# Hop/yeast Difference



## Mantis (21/5/09)

Tried a bottle of a pale ale I made back in March last night, and the hop burst of aroma and flavour of cascade was amazing. Strong floral/grapefruit. 
I have used cascade before in pale ales for flavour and aroma and never got this 

The difference with this one is that I used a safale german ale yeast (DCL yeast K-97) and not my usual US-05

Would this yeast make all that much difference to the hops coming through??

I dont remember this hop burst coming through in the kegged lot that is long gone, just in the bottles from the same brew


----------



## Mantis (21/5/09)

Well , I am going to duplicate last Sundays Aussie ale done with US-05, and use the german ale yeast.
Should give a definative answer in a few weeks


----------



## browndog (21/5/09)

Being that US-05 is a very clean ale yeast, I'd be surprised if that was behind it Mantis, you didn't comment on fermentation temps though.

cheers

Browndog


----------



## MHB (21/5/09)

Maybe you have never smelt the head space before (head space is the gas above the beer); in a keg we draw the beer from the bottom.

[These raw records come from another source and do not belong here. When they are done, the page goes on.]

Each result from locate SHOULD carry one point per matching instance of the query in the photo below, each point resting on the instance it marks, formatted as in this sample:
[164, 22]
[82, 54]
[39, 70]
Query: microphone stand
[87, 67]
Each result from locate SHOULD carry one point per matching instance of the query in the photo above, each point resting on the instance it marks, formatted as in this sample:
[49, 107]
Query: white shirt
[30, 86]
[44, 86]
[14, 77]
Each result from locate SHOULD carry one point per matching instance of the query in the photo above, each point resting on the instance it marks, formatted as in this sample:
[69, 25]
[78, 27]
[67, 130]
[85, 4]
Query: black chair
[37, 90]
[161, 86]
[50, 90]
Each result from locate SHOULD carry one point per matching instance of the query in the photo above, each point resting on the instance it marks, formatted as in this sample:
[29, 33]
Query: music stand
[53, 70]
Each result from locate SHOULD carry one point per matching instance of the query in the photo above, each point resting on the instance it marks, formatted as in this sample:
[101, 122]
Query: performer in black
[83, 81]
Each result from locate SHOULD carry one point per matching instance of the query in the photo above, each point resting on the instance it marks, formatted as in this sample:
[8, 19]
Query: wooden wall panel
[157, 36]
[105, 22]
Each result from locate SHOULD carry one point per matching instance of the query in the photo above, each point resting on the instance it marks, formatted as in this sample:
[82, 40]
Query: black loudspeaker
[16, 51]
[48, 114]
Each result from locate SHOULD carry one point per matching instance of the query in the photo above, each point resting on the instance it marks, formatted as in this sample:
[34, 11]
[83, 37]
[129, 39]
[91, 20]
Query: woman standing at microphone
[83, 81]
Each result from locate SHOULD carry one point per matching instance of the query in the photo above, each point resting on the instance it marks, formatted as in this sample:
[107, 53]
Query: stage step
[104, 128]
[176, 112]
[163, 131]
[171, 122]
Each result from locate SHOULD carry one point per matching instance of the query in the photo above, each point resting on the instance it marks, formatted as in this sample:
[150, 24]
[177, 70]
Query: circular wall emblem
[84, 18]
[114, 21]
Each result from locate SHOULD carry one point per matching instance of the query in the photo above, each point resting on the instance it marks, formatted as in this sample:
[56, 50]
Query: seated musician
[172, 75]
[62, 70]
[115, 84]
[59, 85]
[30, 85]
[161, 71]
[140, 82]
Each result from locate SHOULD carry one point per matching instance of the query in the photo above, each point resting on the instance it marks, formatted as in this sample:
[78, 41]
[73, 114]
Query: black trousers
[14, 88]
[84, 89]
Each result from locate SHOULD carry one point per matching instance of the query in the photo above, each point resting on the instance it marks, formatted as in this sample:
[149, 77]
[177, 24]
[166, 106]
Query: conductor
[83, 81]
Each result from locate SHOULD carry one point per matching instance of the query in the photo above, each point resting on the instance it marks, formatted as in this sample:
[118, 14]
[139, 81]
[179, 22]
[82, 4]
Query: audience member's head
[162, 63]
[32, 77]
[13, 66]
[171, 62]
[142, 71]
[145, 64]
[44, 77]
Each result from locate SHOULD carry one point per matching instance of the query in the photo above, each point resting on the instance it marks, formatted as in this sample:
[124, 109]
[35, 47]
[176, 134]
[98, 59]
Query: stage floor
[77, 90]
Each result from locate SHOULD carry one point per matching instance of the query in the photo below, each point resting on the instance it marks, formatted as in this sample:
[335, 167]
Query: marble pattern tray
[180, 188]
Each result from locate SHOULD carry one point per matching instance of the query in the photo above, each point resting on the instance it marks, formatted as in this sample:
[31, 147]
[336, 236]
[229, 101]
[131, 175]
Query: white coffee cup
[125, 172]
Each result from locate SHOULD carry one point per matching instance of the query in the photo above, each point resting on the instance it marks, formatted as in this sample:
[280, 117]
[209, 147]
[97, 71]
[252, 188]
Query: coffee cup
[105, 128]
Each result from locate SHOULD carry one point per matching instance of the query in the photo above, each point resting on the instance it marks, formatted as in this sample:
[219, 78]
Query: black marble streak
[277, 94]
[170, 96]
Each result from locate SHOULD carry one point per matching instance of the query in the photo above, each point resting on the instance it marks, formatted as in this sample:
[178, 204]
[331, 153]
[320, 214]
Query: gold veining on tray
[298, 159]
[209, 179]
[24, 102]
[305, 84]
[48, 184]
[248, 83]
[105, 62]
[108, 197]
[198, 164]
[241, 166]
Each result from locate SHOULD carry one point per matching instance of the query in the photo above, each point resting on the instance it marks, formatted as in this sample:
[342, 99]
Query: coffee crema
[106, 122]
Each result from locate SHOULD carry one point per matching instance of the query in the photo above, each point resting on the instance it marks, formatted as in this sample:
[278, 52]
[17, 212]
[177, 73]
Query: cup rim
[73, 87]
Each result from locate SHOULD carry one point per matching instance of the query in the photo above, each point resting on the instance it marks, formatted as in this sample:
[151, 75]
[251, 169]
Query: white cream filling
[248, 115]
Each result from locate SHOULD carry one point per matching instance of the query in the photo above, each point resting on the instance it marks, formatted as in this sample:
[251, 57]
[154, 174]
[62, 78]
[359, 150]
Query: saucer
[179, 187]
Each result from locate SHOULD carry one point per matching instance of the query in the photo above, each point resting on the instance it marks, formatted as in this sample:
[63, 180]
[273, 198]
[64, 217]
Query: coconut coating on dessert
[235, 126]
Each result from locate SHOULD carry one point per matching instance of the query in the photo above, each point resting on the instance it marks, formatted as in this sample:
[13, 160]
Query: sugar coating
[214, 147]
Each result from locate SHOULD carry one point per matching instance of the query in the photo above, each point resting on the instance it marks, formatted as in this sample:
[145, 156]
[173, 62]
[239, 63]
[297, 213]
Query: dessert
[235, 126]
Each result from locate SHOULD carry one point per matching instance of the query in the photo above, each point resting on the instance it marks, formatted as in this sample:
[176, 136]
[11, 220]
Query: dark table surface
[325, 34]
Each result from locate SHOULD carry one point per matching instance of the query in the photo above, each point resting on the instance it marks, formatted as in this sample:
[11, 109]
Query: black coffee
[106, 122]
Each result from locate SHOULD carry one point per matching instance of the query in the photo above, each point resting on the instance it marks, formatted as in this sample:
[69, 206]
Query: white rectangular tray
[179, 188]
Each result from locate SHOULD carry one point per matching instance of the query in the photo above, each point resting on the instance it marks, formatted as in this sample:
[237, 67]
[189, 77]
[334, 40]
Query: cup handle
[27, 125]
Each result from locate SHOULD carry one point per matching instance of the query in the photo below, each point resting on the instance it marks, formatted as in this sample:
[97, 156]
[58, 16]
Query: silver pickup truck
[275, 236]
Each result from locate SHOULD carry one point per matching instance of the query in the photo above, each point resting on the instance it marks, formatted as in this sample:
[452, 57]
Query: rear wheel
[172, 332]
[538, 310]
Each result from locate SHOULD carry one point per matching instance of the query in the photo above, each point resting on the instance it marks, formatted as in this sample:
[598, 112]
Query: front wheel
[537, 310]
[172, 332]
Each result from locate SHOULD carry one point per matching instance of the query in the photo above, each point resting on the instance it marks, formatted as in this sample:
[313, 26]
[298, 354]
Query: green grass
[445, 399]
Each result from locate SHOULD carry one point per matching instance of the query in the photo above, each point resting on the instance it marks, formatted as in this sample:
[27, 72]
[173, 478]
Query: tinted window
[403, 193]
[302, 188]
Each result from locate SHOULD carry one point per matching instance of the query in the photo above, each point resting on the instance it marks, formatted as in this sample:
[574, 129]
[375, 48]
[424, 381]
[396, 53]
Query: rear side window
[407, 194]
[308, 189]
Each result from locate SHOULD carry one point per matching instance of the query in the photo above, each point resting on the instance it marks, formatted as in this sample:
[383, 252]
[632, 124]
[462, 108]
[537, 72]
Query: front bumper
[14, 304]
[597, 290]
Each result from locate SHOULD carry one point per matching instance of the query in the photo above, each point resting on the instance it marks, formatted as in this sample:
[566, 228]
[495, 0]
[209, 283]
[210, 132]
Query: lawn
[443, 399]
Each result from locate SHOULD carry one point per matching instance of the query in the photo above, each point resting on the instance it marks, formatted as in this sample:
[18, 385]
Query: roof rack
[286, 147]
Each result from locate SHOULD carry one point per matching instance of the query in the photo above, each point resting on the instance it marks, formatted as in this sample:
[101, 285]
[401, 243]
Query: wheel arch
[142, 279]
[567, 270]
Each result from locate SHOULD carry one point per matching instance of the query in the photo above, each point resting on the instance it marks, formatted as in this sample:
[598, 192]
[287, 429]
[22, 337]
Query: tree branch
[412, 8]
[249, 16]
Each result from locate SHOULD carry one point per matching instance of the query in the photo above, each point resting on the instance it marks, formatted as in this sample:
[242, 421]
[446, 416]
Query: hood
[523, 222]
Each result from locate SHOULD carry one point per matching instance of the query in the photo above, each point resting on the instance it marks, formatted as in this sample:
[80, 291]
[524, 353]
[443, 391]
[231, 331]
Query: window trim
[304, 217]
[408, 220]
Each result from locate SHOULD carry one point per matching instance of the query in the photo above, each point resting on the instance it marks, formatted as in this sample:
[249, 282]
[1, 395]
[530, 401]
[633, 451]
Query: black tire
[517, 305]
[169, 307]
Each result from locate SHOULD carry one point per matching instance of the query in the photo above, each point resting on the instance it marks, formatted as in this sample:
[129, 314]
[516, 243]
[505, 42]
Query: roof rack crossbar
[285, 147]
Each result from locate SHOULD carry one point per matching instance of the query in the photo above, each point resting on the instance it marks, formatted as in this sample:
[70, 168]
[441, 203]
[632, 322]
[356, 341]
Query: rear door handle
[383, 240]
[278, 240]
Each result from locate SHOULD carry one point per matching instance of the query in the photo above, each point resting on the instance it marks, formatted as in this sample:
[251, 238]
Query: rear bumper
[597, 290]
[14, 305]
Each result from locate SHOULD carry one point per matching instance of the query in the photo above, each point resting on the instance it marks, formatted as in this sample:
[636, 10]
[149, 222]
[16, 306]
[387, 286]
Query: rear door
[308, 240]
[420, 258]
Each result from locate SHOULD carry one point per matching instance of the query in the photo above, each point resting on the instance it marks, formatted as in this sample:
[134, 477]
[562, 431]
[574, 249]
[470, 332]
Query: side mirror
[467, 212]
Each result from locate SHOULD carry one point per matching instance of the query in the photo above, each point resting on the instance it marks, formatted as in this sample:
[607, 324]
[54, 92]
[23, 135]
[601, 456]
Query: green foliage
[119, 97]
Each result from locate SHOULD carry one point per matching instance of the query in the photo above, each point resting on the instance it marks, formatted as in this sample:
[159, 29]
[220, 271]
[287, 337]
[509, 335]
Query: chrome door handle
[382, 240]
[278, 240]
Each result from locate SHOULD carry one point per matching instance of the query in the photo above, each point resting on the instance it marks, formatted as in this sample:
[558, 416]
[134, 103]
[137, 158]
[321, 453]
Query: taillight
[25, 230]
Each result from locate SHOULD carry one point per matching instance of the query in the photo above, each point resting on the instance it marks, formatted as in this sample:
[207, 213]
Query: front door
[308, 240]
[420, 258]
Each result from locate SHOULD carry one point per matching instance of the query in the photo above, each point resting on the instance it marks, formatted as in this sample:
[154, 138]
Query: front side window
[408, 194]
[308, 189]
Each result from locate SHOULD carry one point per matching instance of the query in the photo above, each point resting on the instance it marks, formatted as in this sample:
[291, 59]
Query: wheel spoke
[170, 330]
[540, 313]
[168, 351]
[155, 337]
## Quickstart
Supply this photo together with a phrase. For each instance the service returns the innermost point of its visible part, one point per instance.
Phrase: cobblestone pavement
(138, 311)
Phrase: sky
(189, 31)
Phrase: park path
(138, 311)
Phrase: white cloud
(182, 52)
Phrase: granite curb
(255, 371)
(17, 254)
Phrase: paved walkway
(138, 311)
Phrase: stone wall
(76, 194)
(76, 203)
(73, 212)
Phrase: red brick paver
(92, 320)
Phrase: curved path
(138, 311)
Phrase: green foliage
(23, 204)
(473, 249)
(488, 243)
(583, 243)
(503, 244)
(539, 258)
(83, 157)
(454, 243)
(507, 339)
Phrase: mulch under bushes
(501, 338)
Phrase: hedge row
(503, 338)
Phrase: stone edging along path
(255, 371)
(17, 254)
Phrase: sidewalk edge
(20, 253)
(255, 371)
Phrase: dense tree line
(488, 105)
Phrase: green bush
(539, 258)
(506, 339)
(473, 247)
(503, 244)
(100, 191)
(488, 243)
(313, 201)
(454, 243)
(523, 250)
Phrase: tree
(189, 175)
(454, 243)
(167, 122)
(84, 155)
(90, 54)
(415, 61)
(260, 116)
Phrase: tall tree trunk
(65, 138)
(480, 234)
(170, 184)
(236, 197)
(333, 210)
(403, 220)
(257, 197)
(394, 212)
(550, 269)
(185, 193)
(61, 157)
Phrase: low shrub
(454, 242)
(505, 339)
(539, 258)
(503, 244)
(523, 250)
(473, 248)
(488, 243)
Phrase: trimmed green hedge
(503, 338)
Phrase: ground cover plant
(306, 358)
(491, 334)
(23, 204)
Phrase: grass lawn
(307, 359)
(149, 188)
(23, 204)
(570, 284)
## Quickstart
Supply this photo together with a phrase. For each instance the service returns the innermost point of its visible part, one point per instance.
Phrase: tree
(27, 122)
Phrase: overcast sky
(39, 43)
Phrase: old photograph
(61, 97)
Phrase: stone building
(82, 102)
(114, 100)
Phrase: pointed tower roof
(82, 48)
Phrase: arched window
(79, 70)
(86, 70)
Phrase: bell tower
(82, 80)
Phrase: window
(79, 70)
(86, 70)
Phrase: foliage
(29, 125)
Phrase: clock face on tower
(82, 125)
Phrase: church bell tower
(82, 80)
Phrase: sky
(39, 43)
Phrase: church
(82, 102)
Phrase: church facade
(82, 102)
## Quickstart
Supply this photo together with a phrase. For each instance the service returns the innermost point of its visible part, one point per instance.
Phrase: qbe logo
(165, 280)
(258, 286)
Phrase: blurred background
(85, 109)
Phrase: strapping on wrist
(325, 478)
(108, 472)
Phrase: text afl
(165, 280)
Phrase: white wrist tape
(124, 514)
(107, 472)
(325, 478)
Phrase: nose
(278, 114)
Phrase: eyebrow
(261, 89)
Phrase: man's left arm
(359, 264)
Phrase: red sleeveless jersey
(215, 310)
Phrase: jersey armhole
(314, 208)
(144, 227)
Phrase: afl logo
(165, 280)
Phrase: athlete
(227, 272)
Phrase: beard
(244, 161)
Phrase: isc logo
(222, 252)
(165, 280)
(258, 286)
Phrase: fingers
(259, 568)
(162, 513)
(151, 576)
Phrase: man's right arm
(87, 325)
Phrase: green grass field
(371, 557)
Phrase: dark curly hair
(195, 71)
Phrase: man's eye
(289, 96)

Smell can have a very powerful triggering effect on taste, I think that's why LCPA has "best enjoyed from a glass" on the neck band.

MHB


----------



## Mantis (22/5/09)

Fermentation is controlled in my ferm freezer and set to 18C but might edge up to 20C at the height of the action. 
I think it must be the bottle thing as I am just starting to sample my first AG brews from the bottles 
Must say, I am liking it a lot :icon_drunk:


----------



## Dazza_devil (22/5/09)

I'm doing an APA with US-05 and Cascade at the moment. It's 4 days in and only just starting to level out it's temp. I have the tempmate set at 18 degrees C with 0.5 difference and the fridge has been very busy the last two or three days keeping this beast cool. I't's been cool in the evenings here in Tassie but I would say that this yeast has put off more heat than others I have tried. Perhaps this would drive off more aroma, I did notice a lot of Cascade aroma coming from the fermenter in the first two days but can't notice any now. It's starting to slow so I will be dry hopping in a coupla days with another 20g Cascade pellets.


----------